Buffett: "Any investment is worth all the cash you're going to get out between now and judgement day discounted back."
"De waarde van elke investering is al het geld dat je eruit krijgt tussen nu en de dag des oordeels verdisconteerd terug naar vandaag."
Buffett: "Aesop, in between tortoises and hares, and all these other things he found time to write about birds. And he said, "A bird in the hand is worth two in the bush." Now that isn't quite complete because the question is, how sure are you that there are two in the bush, and how long do you have to wait to get them out? Now, he probably knew that but he just didn't have time because he had all these other parables to write and had to get on with it. But he was halfway there in 600 BC. That's all there is to investing is, how many birds are in the bush, when are you going to get them out, and how sure are you?

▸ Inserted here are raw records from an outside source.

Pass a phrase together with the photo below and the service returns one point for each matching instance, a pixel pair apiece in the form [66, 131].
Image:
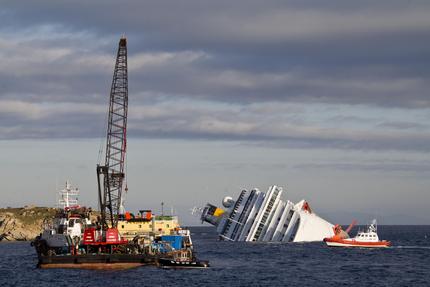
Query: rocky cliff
[23, 223]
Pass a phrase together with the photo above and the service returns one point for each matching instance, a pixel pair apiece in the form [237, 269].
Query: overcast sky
[329, 99]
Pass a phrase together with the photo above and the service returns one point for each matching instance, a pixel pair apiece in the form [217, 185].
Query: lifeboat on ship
[366, 239]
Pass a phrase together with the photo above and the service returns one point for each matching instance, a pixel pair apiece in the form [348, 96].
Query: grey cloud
[247, 63]
[366, 53]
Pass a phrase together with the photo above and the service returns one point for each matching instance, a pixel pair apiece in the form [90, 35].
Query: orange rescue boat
[367, 238]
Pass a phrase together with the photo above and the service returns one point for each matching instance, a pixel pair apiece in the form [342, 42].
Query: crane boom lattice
[112, 174]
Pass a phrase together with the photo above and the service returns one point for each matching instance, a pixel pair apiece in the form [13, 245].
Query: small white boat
[368, 238]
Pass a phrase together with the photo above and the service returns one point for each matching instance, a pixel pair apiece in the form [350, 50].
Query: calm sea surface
[407, 263]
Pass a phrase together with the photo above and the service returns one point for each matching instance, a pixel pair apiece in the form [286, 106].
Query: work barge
[116, 239]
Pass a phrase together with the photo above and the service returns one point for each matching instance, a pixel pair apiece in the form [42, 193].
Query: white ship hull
[259, 216]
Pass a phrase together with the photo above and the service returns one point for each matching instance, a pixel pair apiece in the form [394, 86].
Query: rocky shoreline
[24, 223]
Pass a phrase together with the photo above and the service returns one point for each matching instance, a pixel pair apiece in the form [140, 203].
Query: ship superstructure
[265, 216]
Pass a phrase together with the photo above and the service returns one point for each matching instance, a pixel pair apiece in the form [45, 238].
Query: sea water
[406, 263]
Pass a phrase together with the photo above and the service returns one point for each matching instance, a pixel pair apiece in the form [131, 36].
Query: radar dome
[227, 202]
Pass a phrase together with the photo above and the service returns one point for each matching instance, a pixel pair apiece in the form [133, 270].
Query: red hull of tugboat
[354, 243]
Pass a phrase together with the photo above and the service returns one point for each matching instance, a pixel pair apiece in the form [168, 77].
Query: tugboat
[66, 229]
[367, 239]
[182, 259]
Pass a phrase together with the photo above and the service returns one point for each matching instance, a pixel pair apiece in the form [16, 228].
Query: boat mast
[112, 174]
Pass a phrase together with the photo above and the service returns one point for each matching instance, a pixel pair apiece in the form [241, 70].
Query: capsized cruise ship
[265, 216]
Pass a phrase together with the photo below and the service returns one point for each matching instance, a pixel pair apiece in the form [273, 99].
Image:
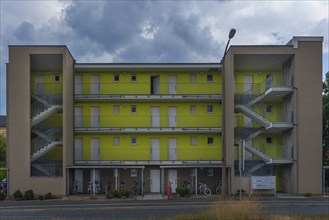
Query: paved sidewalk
[153, 196]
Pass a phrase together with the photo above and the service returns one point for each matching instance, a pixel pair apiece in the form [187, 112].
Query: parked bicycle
[219, 187]
[204, 189]
[136, 189]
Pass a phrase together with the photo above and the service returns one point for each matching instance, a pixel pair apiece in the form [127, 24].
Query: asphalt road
[150, 209]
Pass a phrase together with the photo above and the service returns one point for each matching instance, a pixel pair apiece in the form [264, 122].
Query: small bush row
[29, 195]
[124, 193]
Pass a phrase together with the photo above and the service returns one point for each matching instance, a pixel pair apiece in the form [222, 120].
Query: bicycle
[75, 187]
[219, 186]
[204, 189]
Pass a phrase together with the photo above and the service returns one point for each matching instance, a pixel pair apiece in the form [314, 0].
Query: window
[133, 141]
[56, 78]
[116, 109]
[192, 77]
[268, 108]
[210, 140]
[209, 78]
[116, 78]
[133, 173]
[209, 109]
[210, 172]
[133, 77]
[192, 109]
[193, 140]
[133, 109]
[116, 141]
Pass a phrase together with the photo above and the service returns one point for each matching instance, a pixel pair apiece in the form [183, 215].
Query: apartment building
[160, 123]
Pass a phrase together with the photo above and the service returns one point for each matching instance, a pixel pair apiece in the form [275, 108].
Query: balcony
[273, 89]
[143, 124]
[107, 92]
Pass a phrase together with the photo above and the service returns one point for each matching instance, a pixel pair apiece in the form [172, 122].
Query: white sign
[263, 182]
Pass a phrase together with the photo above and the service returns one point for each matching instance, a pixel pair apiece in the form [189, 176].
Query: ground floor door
[94, 149]
[172, 149]
[155, 149]
[172, 178]
[154, 180]
[78, 176]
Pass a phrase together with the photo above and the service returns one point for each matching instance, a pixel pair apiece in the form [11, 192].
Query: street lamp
[224, 176]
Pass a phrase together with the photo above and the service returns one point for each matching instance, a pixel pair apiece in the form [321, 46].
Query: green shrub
[29, 195]
[2, 196]
[183, 192]
[124, 193]
[18, 195]
[48, 196]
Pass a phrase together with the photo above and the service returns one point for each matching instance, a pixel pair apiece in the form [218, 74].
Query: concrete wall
[308, 116]
[19, 127]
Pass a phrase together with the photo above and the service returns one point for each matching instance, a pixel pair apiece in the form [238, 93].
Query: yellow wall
[258, 79]
[141, 151]
[50, 87]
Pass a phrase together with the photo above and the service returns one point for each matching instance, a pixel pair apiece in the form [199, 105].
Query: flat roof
[211, 67]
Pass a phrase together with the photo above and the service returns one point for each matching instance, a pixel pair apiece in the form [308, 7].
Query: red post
[169, 190]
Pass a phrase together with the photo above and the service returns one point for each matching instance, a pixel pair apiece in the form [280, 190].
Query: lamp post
[224, 176]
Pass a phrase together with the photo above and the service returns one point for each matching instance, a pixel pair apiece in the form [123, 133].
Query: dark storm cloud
[120, 28]
[25, 32]
[112, 24]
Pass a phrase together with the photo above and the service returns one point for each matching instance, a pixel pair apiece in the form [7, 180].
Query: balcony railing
[135, 88]
[148, 121]
[44, 89]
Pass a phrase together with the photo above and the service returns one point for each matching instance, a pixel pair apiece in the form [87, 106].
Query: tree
[325, 122]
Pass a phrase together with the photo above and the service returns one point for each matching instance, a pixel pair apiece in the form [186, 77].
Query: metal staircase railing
[45, 142]
[244, 104]
[44, 106]
[253, 115]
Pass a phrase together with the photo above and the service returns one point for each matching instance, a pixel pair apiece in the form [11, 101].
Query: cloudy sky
[156, 31]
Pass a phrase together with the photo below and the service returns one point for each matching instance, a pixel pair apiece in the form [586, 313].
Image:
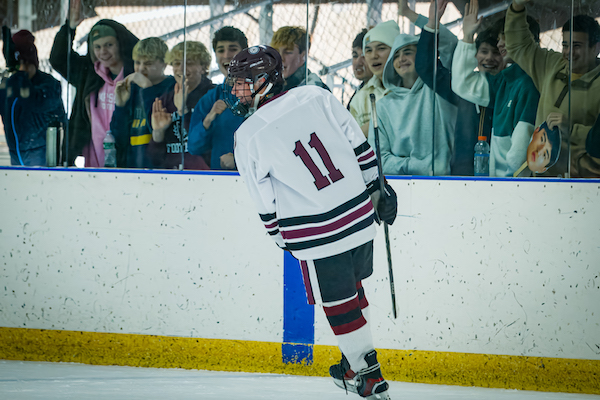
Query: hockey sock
[351, 329]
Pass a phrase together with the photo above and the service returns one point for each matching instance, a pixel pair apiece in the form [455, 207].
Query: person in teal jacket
[213, 124]
[511, 93]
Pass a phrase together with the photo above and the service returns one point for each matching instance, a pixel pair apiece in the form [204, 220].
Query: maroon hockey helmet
[257, 62]
[251, 65]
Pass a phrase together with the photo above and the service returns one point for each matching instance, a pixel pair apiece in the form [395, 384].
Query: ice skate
[343, 376]
[369, 382]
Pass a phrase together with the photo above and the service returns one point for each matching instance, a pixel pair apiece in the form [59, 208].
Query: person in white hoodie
[416, 126]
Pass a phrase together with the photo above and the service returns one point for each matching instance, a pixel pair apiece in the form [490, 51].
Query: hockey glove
[387, 207]
[8, 50]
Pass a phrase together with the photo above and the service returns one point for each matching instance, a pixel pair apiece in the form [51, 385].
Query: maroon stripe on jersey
[367, 156]
[307, 232]
[362, 299]
[271, 226]
[307, 285]
[343, 308]
[349, 327]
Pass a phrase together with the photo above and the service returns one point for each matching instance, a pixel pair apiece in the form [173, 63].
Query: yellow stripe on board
[465, 369]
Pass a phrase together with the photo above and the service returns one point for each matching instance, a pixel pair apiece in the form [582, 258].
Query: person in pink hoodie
[94, 75]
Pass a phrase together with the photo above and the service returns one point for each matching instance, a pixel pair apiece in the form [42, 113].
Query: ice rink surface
[39, 380]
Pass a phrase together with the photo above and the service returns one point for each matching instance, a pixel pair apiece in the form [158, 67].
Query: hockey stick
[382, 188]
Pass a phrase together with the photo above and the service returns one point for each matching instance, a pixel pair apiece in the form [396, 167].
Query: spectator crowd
[436, 96]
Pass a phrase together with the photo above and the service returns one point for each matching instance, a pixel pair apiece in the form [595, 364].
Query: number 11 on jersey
[321, 180]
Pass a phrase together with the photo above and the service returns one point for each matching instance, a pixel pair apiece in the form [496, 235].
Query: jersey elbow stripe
[366, 157]
[369, 165]
[363, 148]
[268, 217]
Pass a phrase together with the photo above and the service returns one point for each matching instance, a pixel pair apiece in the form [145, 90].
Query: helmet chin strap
[258, 96]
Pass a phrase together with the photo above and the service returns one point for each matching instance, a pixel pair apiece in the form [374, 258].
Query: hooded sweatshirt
[102, 106]
[406, 128]
[80, 72]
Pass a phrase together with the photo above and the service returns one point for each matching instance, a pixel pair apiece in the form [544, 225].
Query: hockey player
[314, 180]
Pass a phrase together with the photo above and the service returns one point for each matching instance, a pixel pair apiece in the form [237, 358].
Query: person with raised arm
[550, 72]
[510, 93]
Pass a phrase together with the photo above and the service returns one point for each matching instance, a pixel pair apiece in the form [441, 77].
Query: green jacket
[549, 72]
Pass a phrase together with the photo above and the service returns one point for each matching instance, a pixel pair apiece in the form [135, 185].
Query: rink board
[504, 270]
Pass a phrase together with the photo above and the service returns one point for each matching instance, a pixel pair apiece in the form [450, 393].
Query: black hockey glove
[8, 50]
[387, 208]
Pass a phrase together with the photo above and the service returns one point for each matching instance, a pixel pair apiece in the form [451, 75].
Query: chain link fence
[332, 27]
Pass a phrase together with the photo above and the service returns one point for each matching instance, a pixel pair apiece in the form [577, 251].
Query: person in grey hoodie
[416, 126]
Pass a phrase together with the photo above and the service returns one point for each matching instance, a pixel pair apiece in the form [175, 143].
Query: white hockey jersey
[310, 170]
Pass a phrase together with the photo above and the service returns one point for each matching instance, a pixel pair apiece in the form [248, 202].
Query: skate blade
[349, 385]
[379, 396]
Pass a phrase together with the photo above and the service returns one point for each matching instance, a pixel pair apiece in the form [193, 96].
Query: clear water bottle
[110, 151]
[481, 161]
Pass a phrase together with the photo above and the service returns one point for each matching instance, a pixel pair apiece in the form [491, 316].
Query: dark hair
[534, 27]
[487, 36]
[359, 38]
[585, 24]
[230, 34]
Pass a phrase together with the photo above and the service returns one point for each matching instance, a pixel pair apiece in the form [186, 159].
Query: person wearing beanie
[94, 76]
[376, 47]
[30, 100]
[410, 142]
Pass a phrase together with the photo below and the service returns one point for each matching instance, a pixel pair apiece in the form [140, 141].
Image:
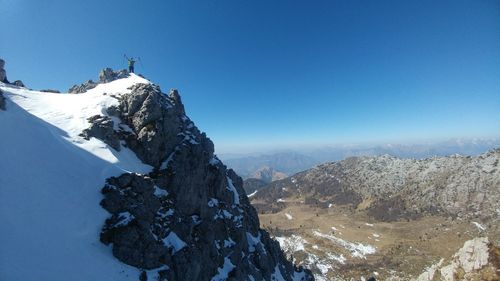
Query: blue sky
[260, 74]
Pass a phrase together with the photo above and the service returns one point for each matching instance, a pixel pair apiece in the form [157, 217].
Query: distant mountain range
[293, 161]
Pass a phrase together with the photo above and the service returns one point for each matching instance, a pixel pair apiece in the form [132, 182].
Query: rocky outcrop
[2, 101]
[106, 75]
[102, 127]
[3, 73]
[252, 185]
[18, 83]
[476, 260]
[189, 219]
[50, 91]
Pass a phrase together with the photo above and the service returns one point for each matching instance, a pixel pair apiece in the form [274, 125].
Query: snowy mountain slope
[50, 185]
[184, 216]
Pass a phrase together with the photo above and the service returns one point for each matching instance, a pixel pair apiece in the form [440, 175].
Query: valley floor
[339, 243]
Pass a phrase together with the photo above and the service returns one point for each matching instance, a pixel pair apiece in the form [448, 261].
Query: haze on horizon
[264, 75]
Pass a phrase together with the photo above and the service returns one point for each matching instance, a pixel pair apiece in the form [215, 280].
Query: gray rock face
[82, 88]
[102, 127]
[106, 75]
[18, 83]
[2, 101]
[462, 186]
[190, 217]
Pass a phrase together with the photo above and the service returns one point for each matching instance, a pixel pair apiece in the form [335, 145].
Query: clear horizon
[263, 75]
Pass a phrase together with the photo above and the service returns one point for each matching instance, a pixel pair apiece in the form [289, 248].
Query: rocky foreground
[168, 207]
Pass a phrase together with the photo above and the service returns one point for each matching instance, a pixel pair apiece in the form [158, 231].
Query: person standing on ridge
[131, 63]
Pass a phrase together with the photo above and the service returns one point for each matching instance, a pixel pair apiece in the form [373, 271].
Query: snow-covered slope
[50, 180]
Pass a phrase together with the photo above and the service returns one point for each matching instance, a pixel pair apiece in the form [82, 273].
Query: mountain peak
[173, 208]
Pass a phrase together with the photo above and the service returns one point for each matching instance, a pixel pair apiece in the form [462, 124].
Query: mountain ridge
[182, 216]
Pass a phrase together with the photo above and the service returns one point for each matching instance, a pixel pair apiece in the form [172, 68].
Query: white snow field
[50, 182]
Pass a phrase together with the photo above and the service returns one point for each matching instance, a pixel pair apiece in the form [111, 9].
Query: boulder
[105, 76]
[50, 91]
[190, 217]
[102, 127]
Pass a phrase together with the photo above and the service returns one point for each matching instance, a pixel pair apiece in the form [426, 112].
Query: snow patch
[292, 244]
[358, 250]
[223, 272]
[230, 187]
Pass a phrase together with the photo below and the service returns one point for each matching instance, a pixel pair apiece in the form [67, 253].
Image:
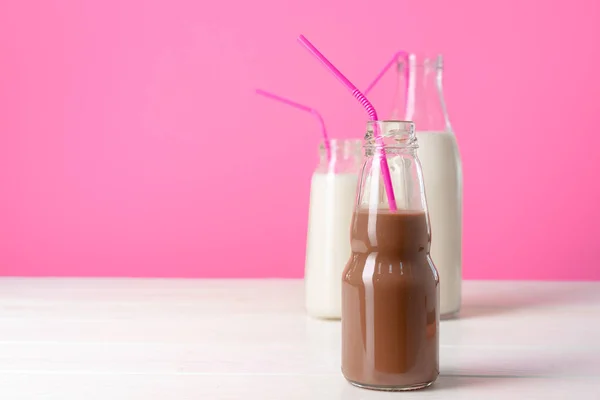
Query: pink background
[131, 142]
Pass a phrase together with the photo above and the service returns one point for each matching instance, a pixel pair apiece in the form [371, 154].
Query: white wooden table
[112, 339]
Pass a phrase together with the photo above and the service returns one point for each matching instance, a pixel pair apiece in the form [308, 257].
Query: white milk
[332, 201]
[442, 174]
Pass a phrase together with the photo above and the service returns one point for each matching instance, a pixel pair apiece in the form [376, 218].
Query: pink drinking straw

Now if interest rates are 15 percent, roughly, you've got to get two birds out of the bush in five years to equal the bird in the hand. But if interest rates are 3 percent, and you can get two birds out in 20 years, it still makes sense to give up the bird in the hand, because it all gets back to discounting against an interest rate. The problem is often you don't know not only how many birds are in the bush, but in the case of the internet companies there weren't any birds in the bush. But they still take the bird that you give them if they're in the hand.
But I actually have written about this sort of thing, and stealing heavily from Aesop who wrote it some 2600 years ago, but I've been behind on my reading. Yeah?"